When a lease expires due to a slow network — not a crash — two servers can simultaneously think they hold the lock. The lock expiry does not stop the original server's process. Fencing tokens solve this by making the database the enforcer — only the latest token holder's write is accepted. Old token = rejected, regardless of what the server thinks.

The false expiry problem#

T=0s  → Server 1 acquires lock → token 42 → starts heavy work
T=6s  → Server 1 tries to renew → network congestion → renewal delayed
T=10s → TTL expires → etcd deletes the lock
T=10s → Server 2 acquires lock → token 43 → starts same work
T=12s → Server 1's renewal finally arrives → network recovered
         Server 1 still thinks it holds the lock → keeps running

Now both Server 1 and Server 2 are executing the same job simultaneously. The lock was supposed to prevent exactly this.

The lock cannot stop a running process#

Once Server 1 is inside the critical section, there is no way to forcibly stop it. The lease expiry in etcd is just a key being deleted — it does not send a kill signal to Server 1's process. Server 1 has no idea its lock expired. It keeps executing.

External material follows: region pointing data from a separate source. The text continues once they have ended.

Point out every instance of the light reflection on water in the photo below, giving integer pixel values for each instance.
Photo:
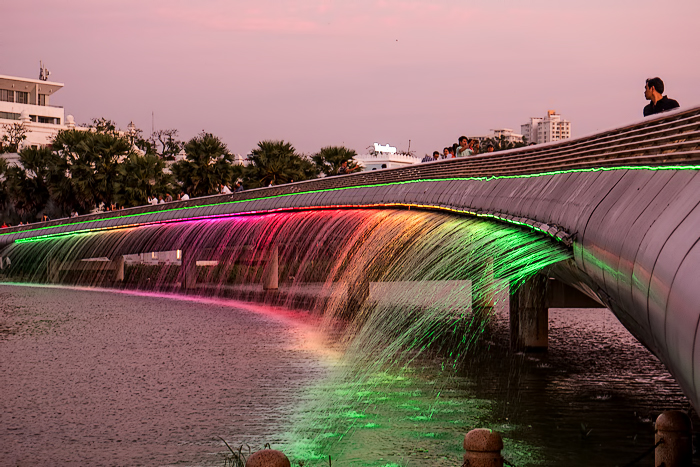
(95, 379)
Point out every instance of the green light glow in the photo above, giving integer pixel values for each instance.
(486, 179)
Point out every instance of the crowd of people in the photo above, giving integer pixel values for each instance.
(463, 148)
(653, 92)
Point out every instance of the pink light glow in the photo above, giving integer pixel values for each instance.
(322, 72)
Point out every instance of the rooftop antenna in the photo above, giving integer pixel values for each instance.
(43, 71)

This is the fundamental limitation of distributed locks — the lock only controls who can enter the critical section, not who can exit it.

Fencing tokens — make the database the enforcer#

Every time etcd grants a lease, it issues a monotonically increasing fencing token — a number that only ever goes up.

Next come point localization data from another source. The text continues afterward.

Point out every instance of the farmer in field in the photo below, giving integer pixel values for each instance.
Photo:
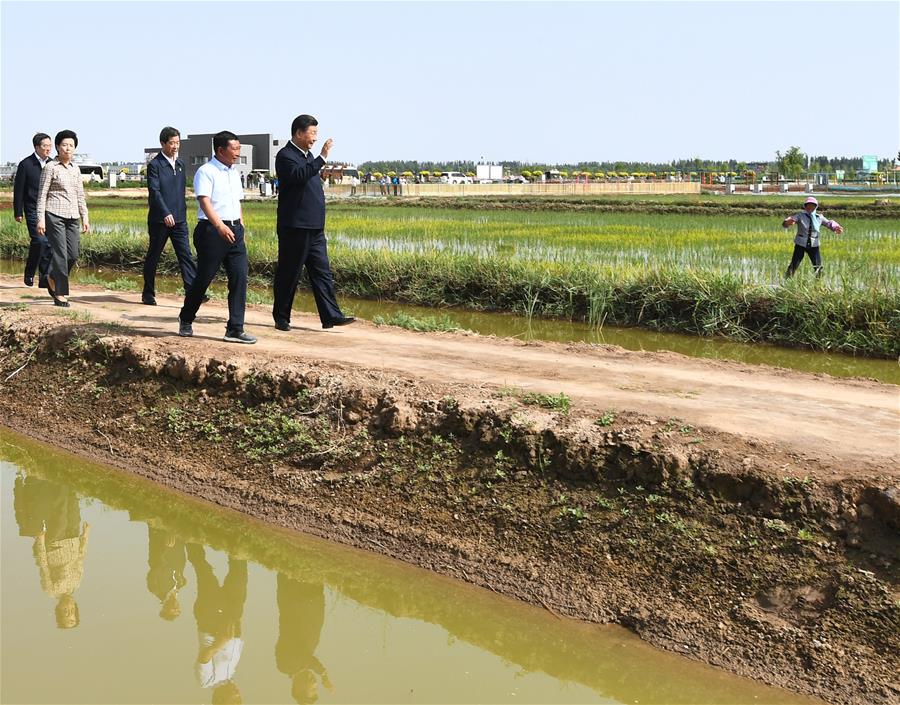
(809, 222)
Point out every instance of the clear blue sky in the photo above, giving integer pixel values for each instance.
(533, 81)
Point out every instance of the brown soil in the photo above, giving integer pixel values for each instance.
(744, 516)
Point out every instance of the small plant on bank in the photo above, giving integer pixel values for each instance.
(558, 402)
(776, 525)
(423, 324)
(607, 419)
(805, 535)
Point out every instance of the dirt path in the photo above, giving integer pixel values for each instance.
(847, 423)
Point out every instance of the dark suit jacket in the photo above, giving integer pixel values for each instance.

Server 1 acquires lock → gets token 42
Server 1's lease expires
Server 2 acquires lock → gets token 43

Every write to the database must include the token:

Server 2 writes result with token 43 → DB accepts, records highest seen = 43
Server 1 finishes work → tries to write result with token 42
DB sees 42 < 43 → rejects Server 1's write ✗

The database only accepts writes from the highest token it has seen so far. Server 1's work is silently discarded — it wasted CPU and time, but its write never lands.

sequenceDiagram
    participant S1 as Server 1
    participant etcd as etcd
    participant S2 as Server 2
    participant DB as Database

    S1->>etcd: acquire lock
    etcd->>S1: granted, token=42
    S1->>S1: doing heavy work...
    Note over S1,etcd: network slow, lease expires
    etcd->>S2: lock available
    S2->>etcd: acquire lock
    etcd->>S2: granted, token=43
    S2->>DB: write result, token=43
    DB->>S2: accepted ✓ (highest=43)
    S1->>DB: write result, token=42
    DB->>S1: rejected ✗ (42 < 43)

The lock is a suggestion — the database is the enforcer

You cannot stop a process that is already inside a critical section. Lease expiry does not terminate the process. Fencing tokens ensure that even if two servers execute simultaneously, only the latest token holder's write lands in the database. Always enforce fencing tokens at the storage layer, not in application logic.